If we want more beauty in our lives, we are asked by our innermost selves to create it. To create beauty, as the best defense against despair.
I came from a ravaged home, but I do have many many good memories of the place where I grew up, and those memories are sustaining. They have been critical to my sense of some kind of "self." A self is a place to go... a place one wants to go. I have spent years pondering what this so-called "sense of self" was, as I have spent years wondering what exactly was the "spiritual" self. Lots of words, without good definitions.
A sense of self is a sense of what one wants to be--in relationship to other people, to nature, and to the very concept of life on Earth. It is mostly a sense of being okay with with the biggest concerns of life, as Paul Tillich has said--the fundamental issues. If one is ethically and morally okay, and also concerned with all life on Earth, that is a sense of self one can be in, whatever else one is--professionally, etc.
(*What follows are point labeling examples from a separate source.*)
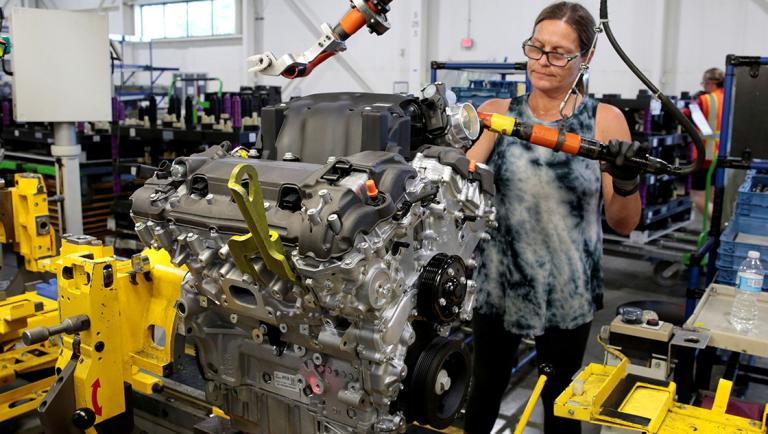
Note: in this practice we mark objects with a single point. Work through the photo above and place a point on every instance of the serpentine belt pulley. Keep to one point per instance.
(442, 287)
(437, 383)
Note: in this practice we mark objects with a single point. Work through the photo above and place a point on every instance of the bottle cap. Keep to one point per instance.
(372, 190)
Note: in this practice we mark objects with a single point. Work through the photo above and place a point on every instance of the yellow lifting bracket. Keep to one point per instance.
(261, 240)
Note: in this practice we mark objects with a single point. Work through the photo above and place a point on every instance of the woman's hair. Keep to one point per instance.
(576, 16)
(715, 75)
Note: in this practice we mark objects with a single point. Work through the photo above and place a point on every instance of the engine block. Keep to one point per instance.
(320, 296)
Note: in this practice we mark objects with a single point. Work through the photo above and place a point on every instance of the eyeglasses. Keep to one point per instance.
(553, 57)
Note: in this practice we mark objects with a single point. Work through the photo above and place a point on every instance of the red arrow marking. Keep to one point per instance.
(95, 397)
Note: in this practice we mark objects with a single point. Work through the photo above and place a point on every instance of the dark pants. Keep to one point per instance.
(494, 358)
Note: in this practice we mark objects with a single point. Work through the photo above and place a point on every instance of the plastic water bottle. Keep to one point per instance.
(749, 283)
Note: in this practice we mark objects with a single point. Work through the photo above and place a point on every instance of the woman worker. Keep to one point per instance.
(540, 273)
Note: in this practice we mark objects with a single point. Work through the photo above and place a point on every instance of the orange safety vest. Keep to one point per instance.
(712, 107)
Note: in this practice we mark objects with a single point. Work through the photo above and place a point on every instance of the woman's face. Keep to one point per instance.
(554, 35)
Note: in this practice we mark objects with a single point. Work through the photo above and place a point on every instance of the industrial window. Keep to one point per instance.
(189, 19)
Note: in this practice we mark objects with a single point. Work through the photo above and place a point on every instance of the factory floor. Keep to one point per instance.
(625, 280)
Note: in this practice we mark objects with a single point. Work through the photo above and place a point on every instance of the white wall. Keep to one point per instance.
(672, 41)
(499, 27)
(711, 29)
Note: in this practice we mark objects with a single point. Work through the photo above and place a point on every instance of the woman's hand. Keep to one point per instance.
(483, 147)
(622, 212)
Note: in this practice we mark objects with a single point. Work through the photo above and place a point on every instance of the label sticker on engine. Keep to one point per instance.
(287, 381)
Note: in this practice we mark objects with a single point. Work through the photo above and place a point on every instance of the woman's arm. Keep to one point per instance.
(483, 147)
(622, 213)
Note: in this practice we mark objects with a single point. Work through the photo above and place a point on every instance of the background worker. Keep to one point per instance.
(711, 104)
(540, 274)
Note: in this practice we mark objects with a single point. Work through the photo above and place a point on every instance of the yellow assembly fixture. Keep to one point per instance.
(24, 220)
(120, 325)
(18, 313)
(610, 396)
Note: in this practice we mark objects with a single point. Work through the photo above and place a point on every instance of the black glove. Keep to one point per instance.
(626, 179)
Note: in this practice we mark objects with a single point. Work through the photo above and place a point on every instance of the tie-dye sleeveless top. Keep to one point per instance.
(542, 266)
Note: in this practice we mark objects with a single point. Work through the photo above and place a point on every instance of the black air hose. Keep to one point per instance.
(665, 102)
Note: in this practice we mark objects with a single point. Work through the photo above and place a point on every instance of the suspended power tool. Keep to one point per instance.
(369, 13)
(558, 139)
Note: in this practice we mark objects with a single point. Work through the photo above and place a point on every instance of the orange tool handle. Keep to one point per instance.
(353, 21)
(548, 137)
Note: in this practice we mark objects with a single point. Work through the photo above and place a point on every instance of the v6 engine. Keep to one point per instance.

It is akin to a spiritual self--a self one feels one could go to the grave with--that one has owned up to one's sins, tried to repair, tried to improve, tried to mature and also worked to nourish.
A spiritual self is not some communing with stars, or palm reading. It is a moral and ethical self. A consciousness about one's own limitations and a struggle with those limitations, combined with one's particular paths of endeavor in life.
There is absolutely no reason that the low income people can't have beauty. All that is required is to get off our butts and clean up and make beautiful our surroundings. We cannot expect others to clean up after our own garbage. We create our garbage. We should clean it up. It is not the responsibility of the City of Lewiston to do more than what we pay taxes for--to pick up the garbage as we have agreed to the city ordinances. We have agreed our garbage should go in receptacles, and we have agreed to separate out our recyclable goods from our non-recyclable goods. We agreed on this. Our taxes pay for our own agreements, as a community. Not our private problems.
What is really beautiful, and what the rich pay for, more often than not, are those moments when we can contemplate our surroundings, know peace, and learn more about what is different and fascinating: bugs, grass, wind, other people, microbes, etc. In short, we envy the rich their moments of peace and beauty. Sure, we might also envy them for a lot of other things... that they can pay their medical bills easily. But, do you really truly envy them their designer shoes? Really? Such shoes wouldn't last a moment in the real world. I don't envy them their shoes, though I once did. What I really envy/love/want is the serenity of beautiful lands and well-maintained property.